Choose a tag to compare

@scttfrdmn scttfrdmn released this 13 Apr 01:43
· 86 commits to main since this release

Highlights

  • Real-molecule DF-MP2 validation against PySCF (#11) — trnblas matches PySCF's own mp.dfmp2.DFMP2 reference to nanohartree precision on H2O/STO-3G, H2O/cc-pvdz, CH4/cc-pvdz, NH3/cc-pvdz. New pip install trnblas[pyscf] extra, runnable examples/df_mp2_pyscf.py demo.

  • Fused MP2 energy-reduction NKI kernel (#15, Phase 1)trnblas.nki.nki_mp2_energy with partition-dim sub-tiling. Validated on trn1 across nvir ∈ {8, 16, 64, 256, 448}. Scaffold landed; further perf work tracked under #15.

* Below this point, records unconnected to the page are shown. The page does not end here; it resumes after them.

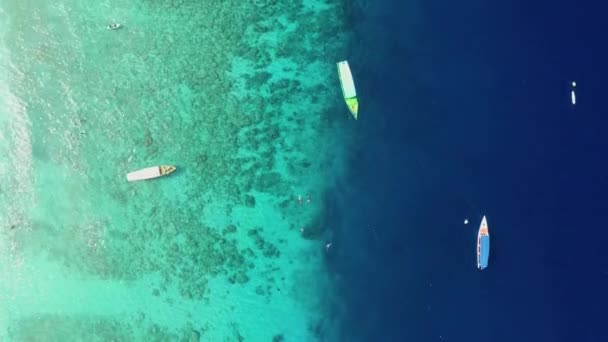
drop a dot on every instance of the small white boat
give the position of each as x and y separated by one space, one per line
572 94
150 172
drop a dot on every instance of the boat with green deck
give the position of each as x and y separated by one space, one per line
348 87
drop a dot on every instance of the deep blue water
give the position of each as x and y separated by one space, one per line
465 111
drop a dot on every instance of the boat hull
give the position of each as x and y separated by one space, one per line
483 245
150 173
348 88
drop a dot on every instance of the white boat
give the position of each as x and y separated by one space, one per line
348 87
150 172
572 94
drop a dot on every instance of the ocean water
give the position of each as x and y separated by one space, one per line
464 111
241 96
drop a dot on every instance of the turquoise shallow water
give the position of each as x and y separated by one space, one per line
242 97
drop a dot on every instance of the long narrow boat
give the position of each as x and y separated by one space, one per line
150 172
483 244
348 87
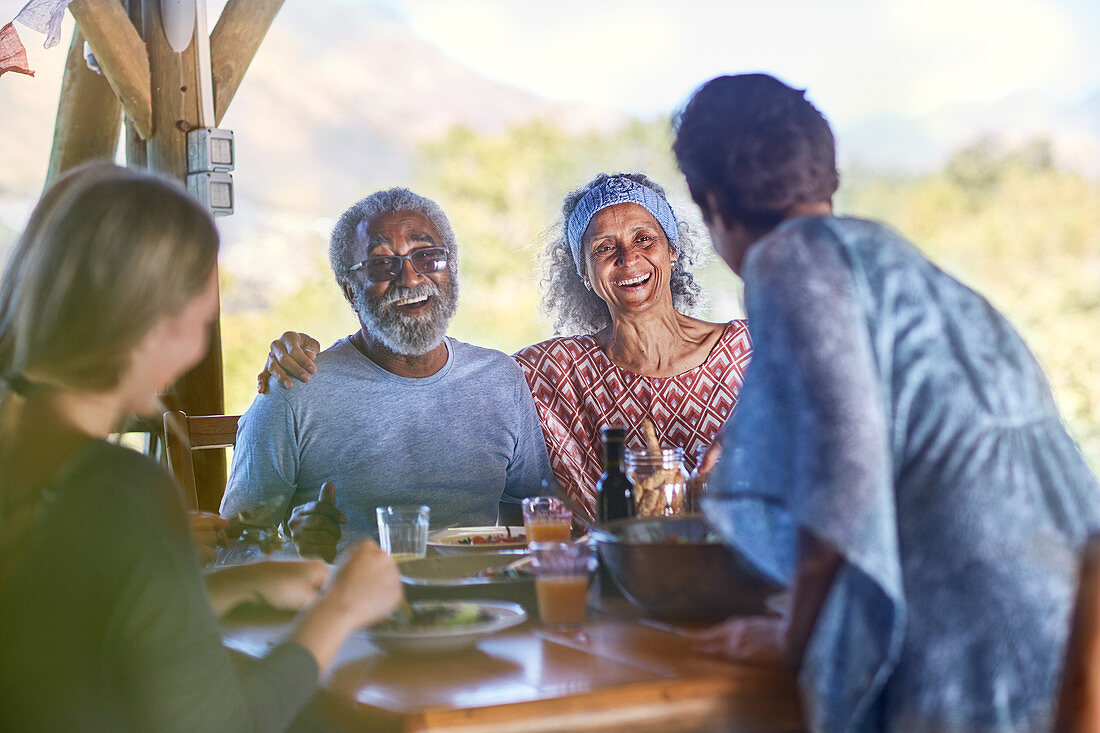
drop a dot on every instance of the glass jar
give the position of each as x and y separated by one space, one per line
696 482
660 481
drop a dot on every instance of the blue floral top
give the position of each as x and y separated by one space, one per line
893 414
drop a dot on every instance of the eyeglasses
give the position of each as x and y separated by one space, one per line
384 269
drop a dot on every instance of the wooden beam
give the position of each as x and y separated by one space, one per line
121 54
233 43
88 115
136 157
175 111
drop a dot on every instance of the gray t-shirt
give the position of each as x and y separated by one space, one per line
460 441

  • DF-MP2 step-4 collapse (#14) — energy reduction replaced from nocc² sequential batched dispatches with one chunked GEMM via the algebraic identity T_full = X @ X.T. On trn1.2xlarge:

    Shape Flops Cold Warm TFLOPS
    small (128/16/384) 3.4 G 0.025s 0.008s 0.43
    medium (512/64/1536) 2757 G 12.9s 9.77s 0.28
    large (768/96/2304) 20352 G 65.9s 62.8s 0.32
  • Trainium CI infrastructure — Terraform module for a persistent trn1 test instance, SSM-driven runners (scripts/run_neuron_tests.sh, scripts/run_df_mp2_bench.sh), docs at docs/aws_setup.md.

  • NKI GEMM kernel wired to real nisa.nc_matmul with stationary tile reuse + HBM padding for arbitrary shapes. nki_batched_gemm dispatches per-slice through the cached kernel. 17/17 hardware tests pass.

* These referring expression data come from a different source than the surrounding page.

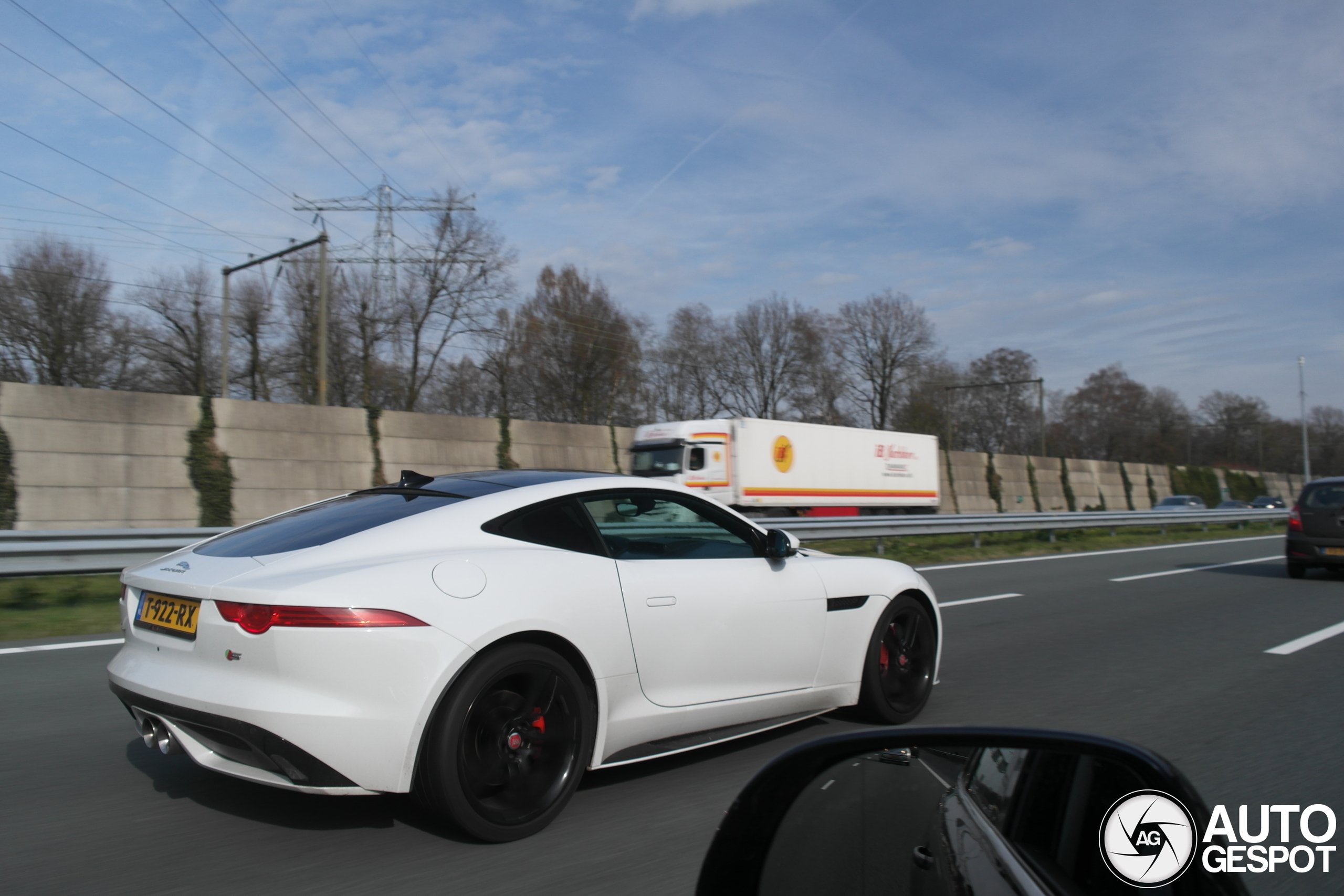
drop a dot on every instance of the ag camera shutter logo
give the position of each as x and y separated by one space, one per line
1148 839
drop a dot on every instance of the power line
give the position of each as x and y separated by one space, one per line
118 181
185 229
155 138
265 96
102 213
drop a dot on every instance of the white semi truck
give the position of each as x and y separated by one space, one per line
772 468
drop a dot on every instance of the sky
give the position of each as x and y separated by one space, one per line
1151 184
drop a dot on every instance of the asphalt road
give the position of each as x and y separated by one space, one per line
1175 662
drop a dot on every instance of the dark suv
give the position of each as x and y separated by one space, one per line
1316 527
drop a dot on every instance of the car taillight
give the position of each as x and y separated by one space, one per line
260 617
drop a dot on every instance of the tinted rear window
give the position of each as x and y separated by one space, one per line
1324 496
319 524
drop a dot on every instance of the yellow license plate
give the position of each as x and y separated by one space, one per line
171 616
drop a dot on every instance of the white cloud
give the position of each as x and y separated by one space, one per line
1002 248
832 279
604 178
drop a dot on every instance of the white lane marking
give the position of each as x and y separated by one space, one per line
1308 640
992 597
64 647
1097 554
1213 566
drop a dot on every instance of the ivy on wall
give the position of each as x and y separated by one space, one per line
1066 486
209 471
1129 487
1196 480
8 492
375 438
995 481
505 448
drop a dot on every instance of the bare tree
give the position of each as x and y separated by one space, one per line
579 349
182 333
1107 417
998 418
884 340
56 327
450 293
252 324
765 355
682 370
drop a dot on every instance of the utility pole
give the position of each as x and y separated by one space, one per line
1301 395
322 313
381 250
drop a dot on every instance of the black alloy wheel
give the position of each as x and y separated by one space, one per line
898 668
507 747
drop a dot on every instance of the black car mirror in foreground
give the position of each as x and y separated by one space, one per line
994 812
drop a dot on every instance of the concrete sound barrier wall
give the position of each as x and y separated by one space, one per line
1014 484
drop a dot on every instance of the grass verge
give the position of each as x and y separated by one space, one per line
58 605
929 550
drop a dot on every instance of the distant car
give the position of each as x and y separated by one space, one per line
1182 503
1316 527
481 638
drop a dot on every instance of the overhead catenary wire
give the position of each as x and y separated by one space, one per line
163 109
264 93
393 90
152 136
118 181
23 181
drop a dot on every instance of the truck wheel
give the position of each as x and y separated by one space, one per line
898 668
507 747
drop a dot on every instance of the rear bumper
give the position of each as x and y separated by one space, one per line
1309 551
354 702
239 749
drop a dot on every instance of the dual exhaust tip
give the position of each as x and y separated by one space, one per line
158 736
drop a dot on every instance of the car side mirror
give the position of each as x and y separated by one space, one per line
780 544
930 810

  • Repository transfer — now at trnsci/trnblas. Docs at https://trnsci.dev/trnblas/.

  • neuronxcc floor bumped >=2.15 → >=2.24 (NKI 2.24+ nc_matmul calling convention) to unify with the rest of the trnsci suite.

See the full CHANGELOG for details.


⚠️ Erratum (v0.4.3): The "GEMM per-call kernel timing" and "DF-MP2 end-to-end" tables here reported trn1 numbers that were silently torch.matmul fallback on trn1's Xeon, not NKI on the Tensor Engine. Fixed in v0.4.3.